In comparison with nanoporous hydrogels, the microporous materials assessed possess a striking capacity to carry solutes, most obvious when considering the translational diffusion coefficient, which impacts the availability of cell nutrients diffusing from a source outside the scaffold. Fitting a power law to the diffusion coefficient results for the 0.5%wt scaffolds, we can predict the diffusion of a protein like albumin, which is metabolized by mammalian cells to extract necessary amino acids [46] and possesses a molecular weight in the range of those considered (≈70 kDa [47]). Our results suggest that albumin would possess an effective room temperature diffusion coefficient of ≈40 μm2 s−1, much larger than that reported for its diffusion in collagen hydrogels at body temperature (22 μm2 s−1 at 37 °C) [13].

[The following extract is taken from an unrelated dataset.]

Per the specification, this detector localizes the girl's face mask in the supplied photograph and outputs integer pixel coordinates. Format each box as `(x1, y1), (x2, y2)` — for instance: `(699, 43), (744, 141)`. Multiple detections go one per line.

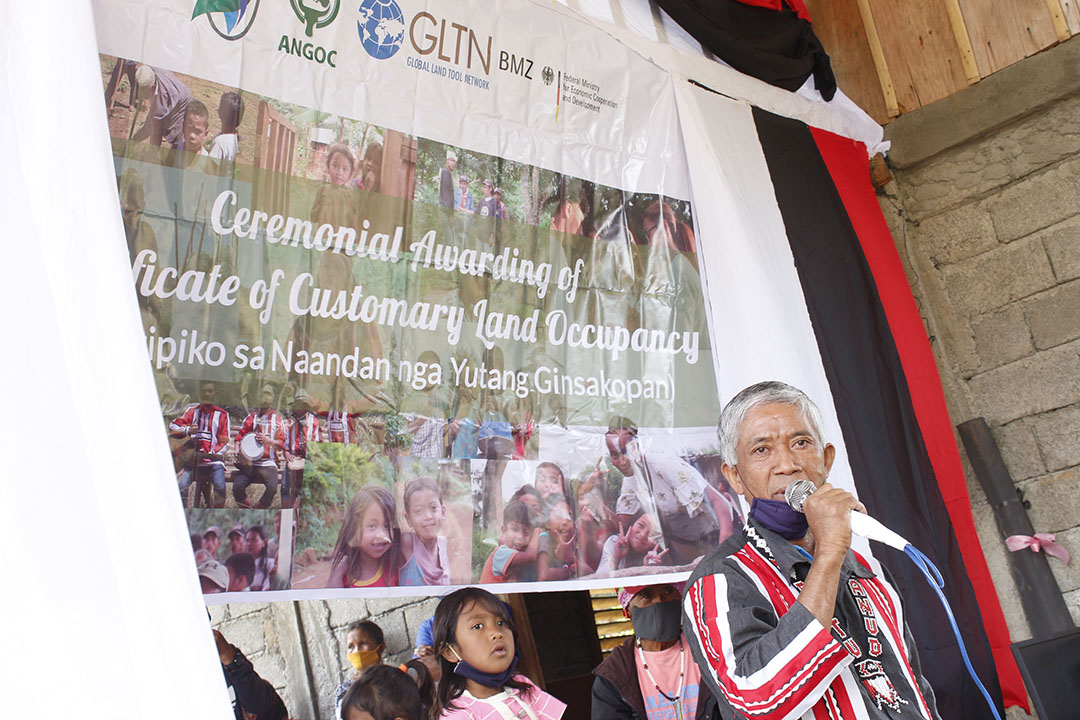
(346, 650), (379, 673)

The values reported in this study can be used to evaluate the influence of structural parameters on the diffusivity of other molecules within microporous scaffolds at different scales, even after adjustments for changes in temperature and cell culture media viscosity. It is critical to note that, in addition to the analysis presented, one may expect that the presence of cell-produced ECM, as well as consumption of nutrients by the cells, will result in a decrease in the overall transport depth [43, 48]. Similarly, our analysis does not take into consideration electrostatic [49] or osmotic [50] effects within the scaffolds, which were found to impact fluid transport and so may also affect solute transport. However, the open nature of the freeze-dried scaffolds will likely make them less affected by these factors compared with denser hydrogels. For these reasons, the microporous materials considered here may be more suitable than nanoporous hydrogels to allow 3D culture of cells at large depths.

5 Conclusions

The studies conducted here show that diffusion of macromolecules within microporous tissue engineering scaffolds is scale-dependent, with different structural contributions to transport depending on the distance from the source of solutes. This scale dependence of the diffusion is interesting, as from a practical point of view, the translational diffusion coefficient dominates the transport of nutrients when the source is distant, outside the scaffold during in vitro culture, while the self diffusion coefficient dominates the transport from de novo vasculature within the pores of the scaffold after implantation in vivo, with the two types of diffusion differently affected by the scaffold morphology. The results reported here, therefore, provide insight into the development of scaffolds with custom concentration gradient profiles and increased efficacy as platforms for 3D cell culture.